Click here for the full ranking of 2015 Best & Worst States for Business.
CHIEF EXECUTIVE CANVASED 511 CEOs across the U.S. asking them to evaluate four or more states with which they are directly familiar. They were asked to rate each with respect to three categories they regard as highly important: taxes and regulations; quality of the workforce; and living environment, including such considerations as quality of education, cost of living, affordable housing, social amenities and crime rates.

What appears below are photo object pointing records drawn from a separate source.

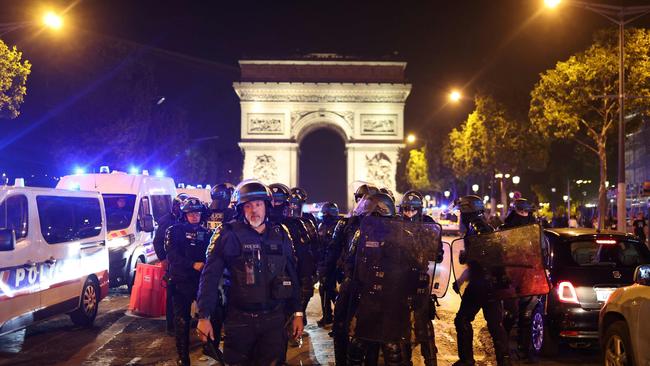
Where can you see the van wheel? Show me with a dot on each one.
(537, 328)
(550, 345)
(618, 348)
(131, 281)
(85, 315)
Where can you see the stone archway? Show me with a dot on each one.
(283, 101)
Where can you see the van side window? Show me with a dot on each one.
(161, 205)
(14, 215)
(65, 219)
(144, 209)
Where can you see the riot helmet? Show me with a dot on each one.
(177, 203)
(522, 205)
(379, 204)
(248, 191)
(364, 189)
(280, 193)
(388, 192)
(193, 205)
(411, 201)
(329, 209)
(221, 194)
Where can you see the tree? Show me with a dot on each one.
(417, 170)
(573, 100)
(13, 80)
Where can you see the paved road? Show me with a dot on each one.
(120, 339)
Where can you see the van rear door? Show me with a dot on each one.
(19, 285)
(70, 228)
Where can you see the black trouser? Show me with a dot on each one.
(340, 326)
(520, 311)
(306, 293)
(475, 298)
(169, 310)
(327, 291)
(254, 338)
(182, 318)
(367, 353)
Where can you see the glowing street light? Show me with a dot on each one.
(552, 3)
(410, 138)
(52, 20)
(455, 96)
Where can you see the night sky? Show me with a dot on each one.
(496, 45)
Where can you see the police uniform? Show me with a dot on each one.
(186, 244)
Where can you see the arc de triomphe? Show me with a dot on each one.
(282, 101)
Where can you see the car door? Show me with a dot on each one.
(61, 278)
(19, 285)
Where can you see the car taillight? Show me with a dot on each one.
(567, 293)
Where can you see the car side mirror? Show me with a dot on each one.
(642, 275)
(146, 223)
(7, 240)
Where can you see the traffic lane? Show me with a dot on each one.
(57, 340)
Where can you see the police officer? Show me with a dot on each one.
(297, 199)
(327, 288)
(280, 202)
(411, 207)
(306, 243)
(259, 256)
(520, 310)
(478, 294)
(164, 223)
(219, 210)
(344, 231)
(411, 210)
(186, 243)
(361, 352)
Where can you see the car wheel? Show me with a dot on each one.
(132, 273)
(618, 348)
(537, 329)
(87, 311)
(550, 344)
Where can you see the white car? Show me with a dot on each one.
(623, 322)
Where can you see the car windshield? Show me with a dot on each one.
(612, 253)
(119, 210)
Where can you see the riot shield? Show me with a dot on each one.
(390, 277)
(441, 273)
(511, 260)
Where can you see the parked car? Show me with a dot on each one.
(134, 203)
(585, 267)
(53, 255)
(624, 323)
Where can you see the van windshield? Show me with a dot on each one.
(615, 254)
(119, 210)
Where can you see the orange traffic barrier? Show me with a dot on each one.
(149, 292)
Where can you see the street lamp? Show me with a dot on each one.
(455, 96)
(53, 20)
(619, 15)
(410, 138)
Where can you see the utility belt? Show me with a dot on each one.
(258, 308)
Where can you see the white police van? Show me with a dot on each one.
(133, 203)
(53, 255)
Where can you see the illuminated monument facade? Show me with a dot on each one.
(282, 101)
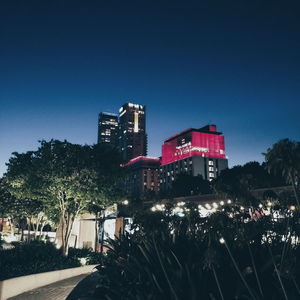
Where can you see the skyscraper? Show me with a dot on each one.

After Texas and Florida, North Carolina edged out Tennessee for the third and fourth ranking, with Georgia, Indiana, Louisiana, Nevada, Arizona and South Carolina filling out the fifth through 10th places respectively. Following California and New York, business leaders see Illinois, New Jersey, Massachusetts and Connecticut as the worst places, largely due to the perception that they are high-tax and over-regulated environments.
But there are degrees of disenchantment. One of the biggest factors in CEOs’ thinking is the attitude that local and state authorities have toward business and the perceived capriciousness of regulations, particularly those imposed on smaller firms least able to bear the costs. In this respect, if it were possible to rank 60th out of 50 states, California would likely rank No. 61. Joseph Vranich, an expert on corporate relocations, has counted more than 200 major companies with tens of thousands of employees that left the Golden State over the last four years.
While Google, Apple, Intel and HP are not likely to leave, neither do they expand locally if they can help it. Google server farms tend to be built in lower-tax states like Nevada, Arizona and Iowa. Were it not for its climate and excellent university system, it is a wonder that more California companies don’t leave. For example, voters and politicians in San Francisco and Oakland approved new minimum wage mandates. Predictably, the move to alleviate income inequality has had the opposite effect on area service providers. Restaurants have been cutting back employment or even closing their doors. Many restauranteurs told the San Francisco Chronicle that the $15 minimum wage puts them in a position where they are no longer able to absorb the costs of doing business.
Such a phenomenon would be unthinkable in, say, Indianapolis, Indiana; Columbus, Ohio; or Madison, Wisconsin, where politicians are grounded in the day-to-day realities of how disincentives and costs affect employment. However, California is a lotus land free of feedback loops—at least any that Sacramento recognizes.
Texas continues its economic miracle despite the hit it has taken with the slowdown in oil fracking. Since the recession began in December 2007, 1.2 million net jobs have been created in Texas. Only 700,000 net jobs were created in the other 49 states combined. However, the slowdown in the energy industry has also taken its toll in job creation, with Texas dropping to fourth in the month of January and California rising to the top owing to a Bureau of Labor Statistics (BLS) revision. Texas and other top-producing oil states have been hurt by a 50 percent-plus drop in the price of crude oil since July. As a result, oil-related companies have announced tens of thousands of job cuts and reductions in capital spending.
But California’s labor force—18.9 million—is 43 percent larger than Texas’ 13.2 million, so the 12-month job gain for California translates into 3.2 percent, while Texas saw a 3.5 percent employment increase. Moreover, Texas’ unemployment rate of 4.4 percent is 40 percent lower than California’s 6.9 percent, one of the nation’s highest. Industrial development is helping diversify second-ranked Florida’s economy. Each year, the Sunshine State edges closer to its goal of overtaking Texas as the best state for business.